El 14 de agosto por la tarde, el general François aún no podía dar órdenes para el día siguiente: estaba impaciente por ir a Neidenburg, las circunstancias amenazaban con una contraofensiva desde Soldau, y el mando del Ejército le apremiaba para que fuese a Soldau. En tal situación, un militar insignificante pasa una mala noche y la hace pasar a su Estado Mayor en espera de lo que llegue, y es entonces cuando las plumas rasguean el papel escribiendo las órdenes de operaciones. Pero Hermann François escribió lacónicamente: «En sus sectores, las divisiones deben prepararse para la ofensiva. La hora y el carácter de esta serán comunicados mañana a las 6 de la mañana, en la cota 202, cerca de Usdau. Los oficiales deberán encontrarse puntualmente en el lugar indicado para recibir órdenes». Y se acostó a dormir, en una casa indemne de Usdau, bajo un edredón color de rosa.
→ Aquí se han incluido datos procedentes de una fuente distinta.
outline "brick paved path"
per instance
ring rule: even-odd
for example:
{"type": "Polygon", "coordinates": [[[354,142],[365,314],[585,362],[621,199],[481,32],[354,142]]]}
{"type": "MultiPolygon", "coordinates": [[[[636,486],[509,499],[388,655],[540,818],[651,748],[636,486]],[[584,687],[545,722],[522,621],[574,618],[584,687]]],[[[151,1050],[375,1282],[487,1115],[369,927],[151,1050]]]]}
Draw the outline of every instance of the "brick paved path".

Era también un gesto: los mandos de las divisiones y los subordinados de las diversas unidades no podían admitir que al día siguiente no comenzase la ofensiva ni que el jefe del Cuerpo no supiera lo que haría al día siguiente.

Otro gesto importante era la elección del lugar para reunir a los oficiales: François habría elegido no la cola 202, sino la del molino, cerca de Usdau, si sus tropas no hubieran avanzado tanto. La altura del molino era allí el lugar más bello y destacado, particularmente el día anterior —todavía con el molino de viento entero—, cuando François iba hacia allí por equivocación, ya por aquel intento fracasado, pero feliz, relacionado con ella. El día anterior, la mitad de su artillería había practicado por primera vez en la guerra el sistema de fuego concentrado para remover aquella altura y exterminar al regimiento allí atrincherado. La tarde anterior, el general François pudo ver aquel amontonamiento de rusos muertos o agonizantes en las trincheras y en las pendientes de la altura, el primer resultado artillero de este tipo en toda su actividad militar. Y al poner pie en la cima, con los rescoldos humeantes del molino (se extinguieron sólo por la humedad y la niebla de la noche), François comprendió que cada paso suyo en aquel lugar era historia. Allí comenzaba también la carretera de Neidenburg, por la cual debía él efectuar un salto histórico. En aquella colina no escapó a la mirada de François ni siquiera la pequeña mancha amarilla en la tierra del parapeto, y sus chóferes extrajeron de la tierra un león de juguete, muy bien hecho, que se había salvado del mortífero fuego. Y se le ocurrió a alguien sujetar el león al radiador del automóvil y concederle, por la toma de Usdau, el grado de primer suboficial, en previsión de un largo camino de victoria que lo ascendería hasta mariscal.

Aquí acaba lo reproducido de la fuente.